Young Artists Take A Turn At The Blue & Gold
Art
Signaling that the end of the school year is in sight, “The Blue & Gold” juried student art exhibition opened at Housatonic Valley Regional High School in Falls Village, Conn., on Friday, May 19. Once titled “The Blue & Gold at The White” in past decades when the show was held at the former White Gallery in Lakeville, Conn., the student pieces are now at the new Kearcher-Monsell Gallery in the school’s library.
In viewing the students’ work it’s hard not to see a young generation already being influenced by the influx of AI art. Text-to-image generative artificial intelligence programs create fussy, hyper-colored surrealism pieces that often blend obvious elements of René Magritte and Salvador Dalí (there’s even a program called DALL-E) with Vincent van Gogh’s easily-emulated style. Two students’ very AI-esque Van Gogh imitations took home prizes at the opening, one by Zoey Greenbaum — but her unawarded oil, titled “Femininity,” is the more interesting piece. While the motif of flowers sprung from an artfully-decapitated neck-turned-vase is a staple of internet art, her painting's mammoth size among the other student’s offerings, and willingness to provoke — an X-Men blue Bettie Page — makes it worthy of note. Also overlooked by the judges was the soft photography of Birdie Boyden, a classic blend of Sofia Coppola's pastel ennui and “Picnic at Hanging Rock” cosplay. These are the sensitive, self-conscious portraits that high school girls have always taken, and always will, and always should.

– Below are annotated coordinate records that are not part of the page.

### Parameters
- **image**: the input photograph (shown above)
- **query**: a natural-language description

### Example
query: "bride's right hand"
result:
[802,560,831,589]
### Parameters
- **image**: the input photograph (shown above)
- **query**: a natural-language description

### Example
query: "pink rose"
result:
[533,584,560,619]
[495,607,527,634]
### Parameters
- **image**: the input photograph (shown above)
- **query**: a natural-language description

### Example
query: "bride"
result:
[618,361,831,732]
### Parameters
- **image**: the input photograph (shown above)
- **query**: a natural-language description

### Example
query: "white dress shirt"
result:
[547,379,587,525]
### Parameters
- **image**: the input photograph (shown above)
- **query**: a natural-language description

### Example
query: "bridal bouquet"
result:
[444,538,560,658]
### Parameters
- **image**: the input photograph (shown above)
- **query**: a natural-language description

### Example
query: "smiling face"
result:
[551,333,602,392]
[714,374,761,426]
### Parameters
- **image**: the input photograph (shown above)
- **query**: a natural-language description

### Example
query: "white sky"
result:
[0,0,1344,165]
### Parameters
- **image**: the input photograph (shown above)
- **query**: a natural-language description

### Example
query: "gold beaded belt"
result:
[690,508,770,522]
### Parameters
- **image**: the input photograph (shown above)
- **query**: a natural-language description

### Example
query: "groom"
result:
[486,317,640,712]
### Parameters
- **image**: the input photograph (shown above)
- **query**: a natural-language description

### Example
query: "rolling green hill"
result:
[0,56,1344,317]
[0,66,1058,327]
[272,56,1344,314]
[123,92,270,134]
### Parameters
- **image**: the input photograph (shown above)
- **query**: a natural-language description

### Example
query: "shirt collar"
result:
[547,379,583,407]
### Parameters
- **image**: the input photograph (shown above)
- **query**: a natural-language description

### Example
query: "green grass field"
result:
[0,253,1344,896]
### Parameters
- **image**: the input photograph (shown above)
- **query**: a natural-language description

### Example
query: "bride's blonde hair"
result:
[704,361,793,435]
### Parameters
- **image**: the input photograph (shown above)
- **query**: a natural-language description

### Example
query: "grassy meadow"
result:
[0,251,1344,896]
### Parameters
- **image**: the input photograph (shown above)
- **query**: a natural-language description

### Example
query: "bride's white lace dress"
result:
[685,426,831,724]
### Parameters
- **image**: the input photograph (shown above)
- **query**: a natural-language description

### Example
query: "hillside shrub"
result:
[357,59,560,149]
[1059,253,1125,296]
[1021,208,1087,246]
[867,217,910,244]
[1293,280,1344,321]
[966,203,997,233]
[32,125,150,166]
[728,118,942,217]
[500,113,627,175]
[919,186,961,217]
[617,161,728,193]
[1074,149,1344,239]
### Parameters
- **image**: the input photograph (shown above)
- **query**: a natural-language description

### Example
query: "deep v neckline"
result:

The previous show at the Kearcher-Monsell Gallery was an exhibition by HVRHS senior Theda Galvin featuring fantasy photographs of the figurines she builds, paints, and dresses. At “The Blue & Gold” opening, she was announced as the well-deserved 2023 winner of a scholarship from The Foundation for Contemporary Arts which will grant her $20,000 annually for the four years of her continued education at The Cleveland Institute of Art. In a Compass profile on Galvin printed in February, titled “The Odd World of a Teenage Dollmaker,” her work was described as “empathetic, earnest, and the mark of an emerging talent.”